Supplementary vitamin D 60000 IU was administered intramuscularly in 199 Pakistani pulmonary TB patients and resulted in significantly greater weight gain (1.14 kg) and greater radiological improvements compared with patients receiving placebo, but it showed no impact on sputum smear clearance rates (19). It was almost not possible to cause hypercalcemia in TB patients after using Vitamin D (28). Future studies should focus on higher doses of vitamin D, and targeted participant selection for active TB (29).

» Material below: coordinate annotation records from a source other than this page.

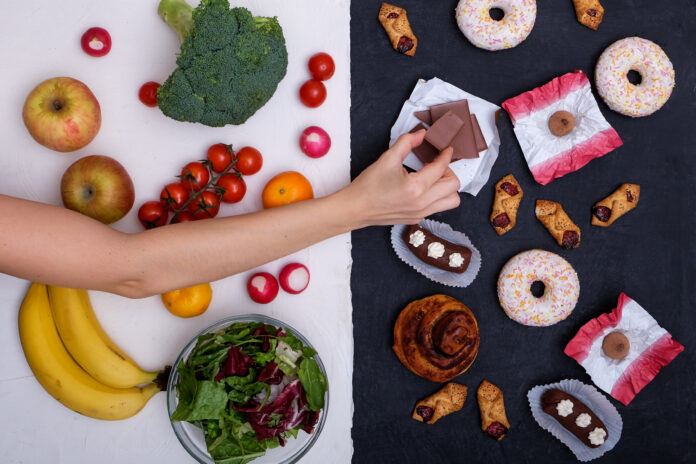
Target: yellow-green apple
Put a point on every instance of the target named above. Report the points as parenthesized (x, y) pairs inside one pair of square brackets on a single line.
[(99, 187), (62, 114)]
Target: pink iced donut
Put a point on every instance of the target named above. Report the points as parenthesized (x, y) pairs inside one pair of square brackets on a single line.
[(475, 21), (644, 57), (561, 288)]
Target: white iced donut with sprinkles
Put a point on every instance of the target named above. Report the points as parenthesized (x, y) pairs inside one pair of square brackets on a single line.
[(475, 19), (558, 282), (647, 59)]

Several limitations should be taken into account. Firstly, our analysis was based on only five RCTs and more clinical trials with larger sample were needed to explore this issue. The follow-up period of some studies was not long enough to obtain the results of long-term effects and the follow-up time points varied across studies. Next, the data regarding radiological appearances, cavity closure rates and immunological indicators (e.g. IL-2, IFN-γ and TNF-α) were not tested in the included trials. Finally, some unpublished and missing data might lead bias to the pooled effect.
Conclusion
Vitamin D supplementation showed no significantly favorable influence on improving outcome in patients with pulmonary TB, but more RCTs with higher dose of vitamin D and a longer time of use were needed to further confirm this issue for pulmonary TB.
Ethical considerations
Ethical issues (Including plagiarism, informed consent, misconduct, data fabrication and/or falsification, double publication and/or submission, redundancy, etc.) have been completely observed by the authors.
Footnotes
Conflict of interest
The authors declare that there is no conflict of interest.